Section 6.2: Estimating a Population Proportion

1. State the large-sample margin of error for the sample proportion \(\widehat{p}\) in terms of the population proportion \(p\).
2. State the large-sample confidence interval for the population proportion \(p\)
3. Determine the large-sample confidence interval to use depending on when a pilot estimate of \(p\) is known or unknown.
4. Given a sample size \(n\), sample proportion \(\widehat{p}\), and confidence level \(c\), construct a \(100c\%\) confidence interval for the population proportion \(p\).
5. Given a confidence level \(c\) and a desired precision \(E\), determine the sample size necessary to attain that level of precision at that confidence level.
6. Explain, qualitatively, how the precision of the sample proportion varies with the confidence level \(c\), sample size \(n\), and population proportion \(p\).

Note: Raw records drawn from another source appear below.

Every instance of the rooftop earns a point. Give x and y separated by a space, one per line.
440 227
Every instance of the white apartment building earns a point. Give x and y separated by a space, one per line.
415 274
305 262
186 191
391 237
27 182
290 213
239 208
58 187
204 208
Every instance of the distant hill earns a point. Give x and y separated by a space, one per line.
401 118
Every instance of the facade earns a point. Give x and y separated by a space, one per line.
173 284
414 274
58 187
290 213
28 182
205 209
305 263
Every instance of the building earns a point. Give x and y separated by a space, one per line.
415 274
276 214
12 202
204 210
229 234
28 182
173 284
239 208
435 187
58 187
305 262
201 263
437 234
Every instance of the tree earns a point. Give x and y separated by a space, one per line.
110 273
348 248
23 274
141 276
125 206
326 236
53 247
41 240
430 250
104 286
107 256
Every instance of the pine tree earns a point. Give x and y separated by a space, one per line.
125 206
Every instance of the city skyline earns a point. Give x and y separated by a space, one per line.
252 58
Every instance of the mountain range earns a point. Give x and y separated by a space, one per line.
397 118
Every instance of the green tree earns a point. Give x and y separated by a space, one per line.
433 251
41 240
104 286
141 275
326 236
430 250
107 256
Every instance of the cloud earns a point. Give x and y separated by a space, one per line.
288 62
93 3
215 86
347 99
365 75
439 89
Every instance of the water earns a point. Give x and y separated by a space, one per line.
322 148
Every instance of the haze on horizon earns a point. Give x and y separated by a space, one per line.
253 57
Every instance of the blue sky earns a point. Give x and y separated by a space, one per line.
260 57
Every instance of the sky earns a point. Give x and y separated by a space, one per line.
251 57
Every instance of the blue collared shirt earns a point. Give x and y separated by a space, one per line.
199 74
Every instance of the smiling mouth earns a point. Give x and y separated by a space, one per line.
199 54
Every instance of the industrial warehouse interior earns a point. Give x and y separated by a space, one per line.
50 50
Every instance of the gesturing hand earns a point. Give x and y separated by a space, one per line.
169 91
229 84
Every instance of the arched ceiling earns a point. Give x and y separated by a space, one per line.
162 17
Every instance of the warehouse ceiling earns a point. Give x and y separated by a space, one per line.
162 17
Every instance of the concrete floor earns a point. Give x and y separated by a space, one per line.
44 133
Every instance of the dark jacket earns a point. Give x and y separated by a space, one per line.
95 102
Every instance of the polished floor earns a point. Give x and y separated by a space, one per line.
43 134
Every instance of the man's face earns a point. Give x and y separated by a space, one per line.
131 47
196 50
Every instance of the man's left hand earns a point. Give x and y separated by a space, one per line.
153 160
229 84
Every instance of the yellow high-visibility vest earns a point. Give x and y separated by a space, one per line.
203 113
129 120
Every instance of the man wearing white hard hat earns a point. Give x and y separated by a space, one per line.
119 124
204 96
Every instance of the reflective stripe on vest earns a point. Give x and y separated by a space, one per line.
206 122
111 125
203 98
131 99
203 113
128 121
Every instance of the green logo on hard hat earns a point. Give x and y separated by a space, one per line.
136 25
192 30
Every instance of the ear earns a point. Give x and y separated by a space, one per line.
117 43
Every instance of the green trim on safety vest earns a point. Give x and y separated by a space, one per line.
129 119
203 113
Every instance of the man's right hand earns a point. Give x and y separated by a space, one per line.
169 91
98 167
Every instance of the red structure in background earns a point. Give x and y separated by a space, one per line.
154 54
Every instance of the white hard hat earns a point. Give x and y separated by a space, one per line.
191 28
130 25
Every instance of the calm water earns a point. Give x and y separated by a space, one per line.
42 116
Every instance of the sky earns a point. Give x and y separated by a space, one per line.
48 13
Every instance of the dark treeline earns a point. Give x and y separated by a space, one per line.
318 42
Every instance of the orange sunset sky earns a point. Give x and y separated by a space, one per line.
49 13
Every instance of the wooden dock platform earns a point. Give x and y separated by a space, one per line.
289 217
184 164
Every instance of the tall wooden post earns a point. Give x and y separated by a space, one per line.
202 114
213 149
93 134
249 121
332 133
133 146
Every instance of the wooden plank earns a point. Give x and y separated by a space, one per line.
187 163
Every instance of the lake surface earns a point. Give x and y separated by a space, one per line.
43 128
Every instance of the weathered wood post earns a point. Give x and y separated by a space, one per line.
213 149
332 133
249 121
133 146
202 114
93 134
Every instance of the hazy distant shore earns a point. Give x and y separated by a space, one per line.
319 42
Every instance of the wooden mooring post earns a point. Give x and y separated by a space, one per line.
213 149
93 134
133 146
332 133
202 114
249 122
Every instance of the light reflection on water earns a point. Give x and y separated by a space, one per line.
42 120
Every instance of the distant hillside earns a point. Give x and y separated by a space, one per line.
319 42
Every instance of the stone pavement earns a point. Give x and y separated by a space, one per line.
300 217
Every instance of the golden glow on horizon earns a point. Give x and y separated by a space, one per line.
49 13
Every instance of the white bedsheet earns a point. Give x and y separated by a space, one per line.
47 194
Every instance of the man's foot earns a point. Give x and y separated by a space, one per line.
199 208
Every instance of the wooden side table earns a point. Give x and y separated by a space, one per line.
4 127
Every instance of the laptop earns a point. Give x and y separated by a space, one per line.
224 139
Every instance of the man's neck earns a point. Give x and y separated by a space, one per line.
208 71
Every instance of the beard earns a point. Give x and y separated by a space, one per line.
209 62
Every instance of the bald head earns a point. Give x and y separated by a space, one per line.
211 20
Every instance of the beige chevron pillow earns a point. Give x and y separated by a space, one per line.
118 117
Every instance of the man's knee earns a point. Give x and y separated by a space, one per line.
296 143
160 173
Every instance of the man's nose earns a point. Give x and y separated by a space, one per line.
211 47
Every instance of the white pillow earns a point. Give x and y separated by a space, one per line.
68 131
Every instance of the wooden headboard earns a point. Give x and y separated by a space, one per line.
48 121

Section 10.2: Multinomial Experiments: Goodness-of-Fit

1. Relate a multinomial procedure to a binomial procedure.
2. State the requirements necessary for the outcome of an procedure to follow a multinomial distribution.
3. State examples from everyday life that follow a multinomial distribution.
4. State the definition of a goodness-of-fit test.
5. Explain, qualitatively, how the \(\chi^{2}\) statistic compares the observed outcomes to the expected outcomes in a multinomial procedure.
6. State the large-sample sampling distribution of the \(\chi^{2}\) statistic under the null hypothesis for a multinomial procedure with \(k\) categories for the outcomes.
7. State conditions on the expected frequencies for when the \(\chi^{2}\) statistic can be used.
8. Use Table A–4 to determine critical values for a one-sample \(\chi^{2}\) test for goodness-of-fit at significance level \(\alpha\).
9. Use Minitab to perform a one-sample \(\chi^{2}\) test for goodness-of-fit.
10. Interpret the output of a one-sample \(\chi^{2}\) test for goodness-of-fit in terms of a given null and alternative hypotheses.